Rüyada Hz. Musa’nın mesajı
Bir Ramazan ayında sabah vakti, âdetim üzere bir cüz Kur’an okurken uyku bana galebe çaldı. Bir iki defa Kur’an elimden düştü. Ben de işrakı beklemeden uzanıp uyudum.
Rüyamda Seyyidina Musa’yı (Hz. Musa Efendimiz’i) gördüm. Tur-i Sina’ya gidiyormuş. Seyyidina Musa, Tur-i Sina’ya giderken bazı kimselerin kendisine birtakım tembihlerde bulundukları hatırıma gelince, kendisine dedim ki:
-Tur-u Sina’ya gidiyorsun. Rabb’ul-âlemin’e benim hakkımda bazı şeyler mevzu bahis et!..
Seyyidina Musa Aleyhisselam bunun üzerine bana dedi ki:
-Daha önce senin bahsin geçti. Bahsin geçerken Allah senden şikâyetçi idi.
-Kuvvetime göre, gücüm yettiği kadar Allah’ın emirlerini tutup yasaklarından sakınıyorum, acaba nedendir? Dedim. Hz. Musa da dedi ki:
-Miskinlerle otur kalk. Tekebbür etme, büyüklenme.
Ve tam bu esnada uyandım.
Anladım ki bende kibir var, şikâyet ondan dolayıdır.
Gerçekten de ben medresede ders verirken küçük talebeleri okutmuyordum. “Bunlar nerede olsa okuyabilir, herkesten ders alabilirler” diye onların yerini yapmıyordum.

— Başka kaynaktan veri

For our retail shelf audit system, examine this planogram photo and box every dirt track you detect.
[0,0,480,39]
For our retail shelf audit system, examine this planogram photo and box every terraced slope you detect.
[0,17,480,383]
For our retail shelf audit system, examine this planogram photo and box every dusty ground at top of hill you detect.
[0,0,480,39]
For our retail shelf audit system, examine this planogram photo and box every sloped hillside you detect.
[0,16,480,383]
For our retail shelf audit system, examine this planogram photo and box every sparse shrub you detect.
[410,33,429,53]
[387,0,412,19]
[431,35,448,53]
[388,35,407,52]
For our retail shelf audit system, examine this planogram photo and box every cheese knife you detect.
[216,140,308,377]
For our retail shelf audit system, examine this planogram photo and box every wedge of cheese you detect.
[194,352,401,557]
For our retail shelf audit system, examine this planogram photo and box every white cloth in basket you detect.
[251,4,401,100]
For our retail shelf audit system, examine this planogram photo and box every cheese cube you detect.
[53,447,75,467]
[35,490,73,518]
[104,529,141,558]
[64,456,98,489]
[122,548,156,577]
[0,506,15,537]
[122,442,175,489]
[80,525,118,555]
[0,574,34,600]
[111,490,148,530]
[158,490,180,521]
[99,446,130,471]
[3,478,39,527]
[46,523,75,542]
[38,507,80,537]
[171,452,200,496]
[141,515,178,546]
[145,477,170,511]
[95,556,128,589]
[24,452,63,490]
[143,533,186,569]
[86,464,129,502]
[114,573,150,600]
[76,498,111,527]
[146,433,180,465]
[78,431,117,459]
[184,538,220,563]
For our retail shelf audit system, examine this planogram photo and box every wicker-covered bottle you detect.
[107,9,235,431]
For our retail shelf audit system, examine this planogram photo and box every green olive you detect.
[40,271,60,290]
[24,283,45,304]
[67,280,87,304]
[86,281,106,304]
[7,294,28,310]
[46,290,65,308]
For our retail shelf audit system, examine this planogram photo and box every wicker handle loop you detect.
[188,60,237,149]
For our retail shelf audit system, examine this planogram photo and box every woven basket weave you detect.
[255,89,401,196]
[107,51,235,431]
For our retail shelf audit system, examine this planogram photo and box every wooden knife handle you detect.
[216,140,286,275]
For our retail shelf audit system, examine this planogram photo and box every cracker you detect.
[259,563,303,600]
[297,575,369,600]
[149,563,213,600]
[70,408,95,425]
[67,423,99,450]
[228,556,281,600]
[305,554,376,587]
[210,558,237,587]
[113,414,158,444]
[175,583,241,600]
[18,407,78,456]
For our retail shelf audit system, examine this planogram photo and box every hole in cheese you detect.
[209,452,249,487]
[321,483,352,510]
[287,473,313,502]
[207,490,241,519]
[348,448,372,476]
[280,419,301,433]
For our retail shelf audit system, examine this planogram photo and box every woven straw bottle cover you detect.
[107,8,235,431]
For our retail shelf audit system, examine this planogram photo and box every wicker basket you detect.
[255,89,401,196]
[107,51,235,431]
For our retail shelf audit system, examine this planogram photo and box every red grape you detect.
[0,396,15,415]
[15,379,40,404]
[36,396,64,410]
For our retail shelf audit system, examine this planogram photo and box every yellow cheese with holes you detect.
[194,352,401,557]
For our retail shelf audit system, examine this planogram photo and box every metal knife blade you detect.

Büyük kitapları okuyanların yerini yapıyordum. Yani onlara kalacak yer ayarlıyordum.
Esasen bende kibir olduğunu da biliyordum. Zira daha çok zenginlerle oturup kalkıyordum. Fakirlerle oturup kalkmıyordum. Bu huyumu sevmiyordum. Buradan ilahi uyarı geldiğini, suçlandığımı anladım.
Bu rüyamı bazı meşayihlere arz etmek istedim, ancak kimseye söylemedim. Sadece bazı talebelerime bir rüya gördüğümü, tabirini yapacak bir yer istediğimi söyledim.
O anda yanımda Hazro’lu Molla Ramazan vardı. Bana dedi ki:
-Sen rüyanı bana anlat. Ben de Hazrolu meşhur âlim ve tasavvuf ehli Seyda-i Hacı Fettah’a anlatır, tabirini getiririm. Anlatmadım. Tarikatına girdiğim Şeyh Ahmed-i Haznevi vefat etmişti. Yerine oğlu geçmişti. Başka halifeleri de vardı. Ayrıca Hazret namı ile meşhur zatın halifeleri de vardı. Cizreli Şeyh Seydâ’yı da işitmiştim. Bunlardan hangisine gidip intisap edeyim diye tereddütlü idim.
İkinci Rüya ve Şeyh Seyda’ya İşaret
Ramazanın yirmi ikinci günü, gördüğüm rüyadan birkaç gün sonra idi. Sabah namazından sonra Kur’an okurken yine uykum bana galebe çaldı. Elimden Kur’an düştü, uyku iyice bastırınca uyudum kaldım.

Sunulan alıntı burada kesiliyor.